Eenmaal teruggekeerd bij het oorspronkelijke vertrekpunt drong de realiteit tot mij door. Voor ons resteerde nog een laatste, zij het stevige etappe. Ik maalde er niet om. Ik dankte de gastheer en dame oprecht en vertrok in noordelijke richting. De snelweg werd donkerder naarmate de kilometers vorderden. Binnen nam de stilte toe. Even voor middernacht naderde ik Groningen. Mijn nieuwe thuis.

Dit blog is opgedragen aan Hans en Thea.

zondag 18 september 2011

Schuur

Ik ruim de vaatwasser uit. Het is zaterdagochtend. Diepe borden bij diepe borden. Plastic voorraadbakjes laat ik nog even nadrogen. Tegen mogelijk bacterieel gespuis. Theelepeltjes in het daarvoor bestemde potje, net naast de koffiezetter. Bestek gesorteerd. Gemak dient de mens.

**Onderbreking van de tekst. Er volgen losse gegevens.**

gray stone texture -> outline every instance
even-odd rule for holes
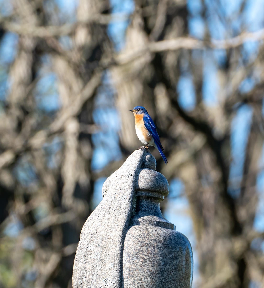
[[[155,169],[150,153],[136,150],[106,181],[82,230],[74,288],[191,287],[192,248],[161,212],[169,185]]]

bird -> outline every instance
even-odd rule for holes
[[[162,147],[157,129],[153,120],[149,115],[145,108],[142,106],[136,106],[132,110],[135,116],[136,132],[138,139],[144,146],[139,149],[145,148],[147,145],[154,146],[160,153],[165,164],[168,161],[164,154],[164,149]]]

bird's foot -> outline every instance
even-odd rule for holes
[[[143,149],[146,149],[147,150],[149,149],[149,147],[148,146],[146,146],[145,145],[144,146],[141,146],[141,147],[140,147],[139,148],[138,148],[137,150],[142,150]]]

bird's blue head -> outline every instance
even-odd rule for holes
[[[142,106],[136,106],[135,107],[134,107],[132,110],[130,110],[129,111],[131,111],[132,112],[133,112],[134,114],[137,115],[148,113],[147,110]]]

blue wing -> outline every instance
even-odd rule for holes
[[[157,129],[154,124],[153,120],[148,114],[145,115],[143,117],[143,121],[145,124],[145,127],[150,133],[152,135],[155,144],[157,145],[158,150],[159,151],[161,157],[166,164],[168,163],[167,158],[164,155],[164,149],[162,147],[160,143],[159,137],[157,132]]]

Maar nog voor ik aan de onderste lade van de vaatwasser toekom, besluit ik richting droogmolen in de aangrenzende tuin te lopen. Naderende donkere wolken pakken zich namelijk samen boven mijn landgoed. De constante strijd tussen de schone, hangende was en de elementen maakt dat ik mijn keukenklus tijdelijk staak.

Buiten gekomen staar ik naar de dreigende lucht terwijl een nog klamme, hangende handdoek theatraal in mijn rechterhand rust. Ik twijfel. Onheilspellende Groningse luchten hebben mij wel eerder op het verkeerde been gezet. Ik wacht nog enkele minuten zonder mij te verroeren. Zonder dat ik durf te beslissen. Al wachtend corrigeer ik de droogmolen in een meer verticale stand. Het apparaat hangt al sinds de aanschaf ergerlijk scheef. De kleigrond lijkt niet in staat de benodigde stabiliteit te verschaffen. Ik besluit het risico te nemen de droogmolen te laten voor wat het is en verleg mijn aandacht naar de schuur. Mijn domein. Daar waar ik de scepter zwaai. Alleenheerser ben en onder voorwaarden bezoek gedoog. Ik ben trots op mijn tweede verblijf. Een dubbele. Met tussenliggende vide. Handig voor houtresten.

Terwijl ik de eerste van twee schuren open hoor ik mijn naam schallen. Ik neem aan dat mijn hulp of assistentie gewenst is en kuier langzaam terug richting woning. Lief maakt aanstalten om met witkalk de sombere keuken om te toveren. Slechts de zware emmer moet nog worden geopend. Mannenwerk. Ik zie vanuit mijn ooghoek de vaatwasser. Gniffelend herinnert de machine mij aan een niet volbrachte taak. Ik negeer het apparaat. Leegruimen kan altijd nog. Meer dringende zaken hebben nu voorrang. Vliegen, muggen en ander geleedpotig gespuis hebben kolossaal asiel aangevraagd in de woonboerderij. Ik besluit, zoals overigens alle dagen, een streng asielbeleid te hanteren. De stofzuigermond doet zijn werk vervolgens gulzig. Niet bepaald halve maatregelen. Een klusje van niets. Even tussendoor.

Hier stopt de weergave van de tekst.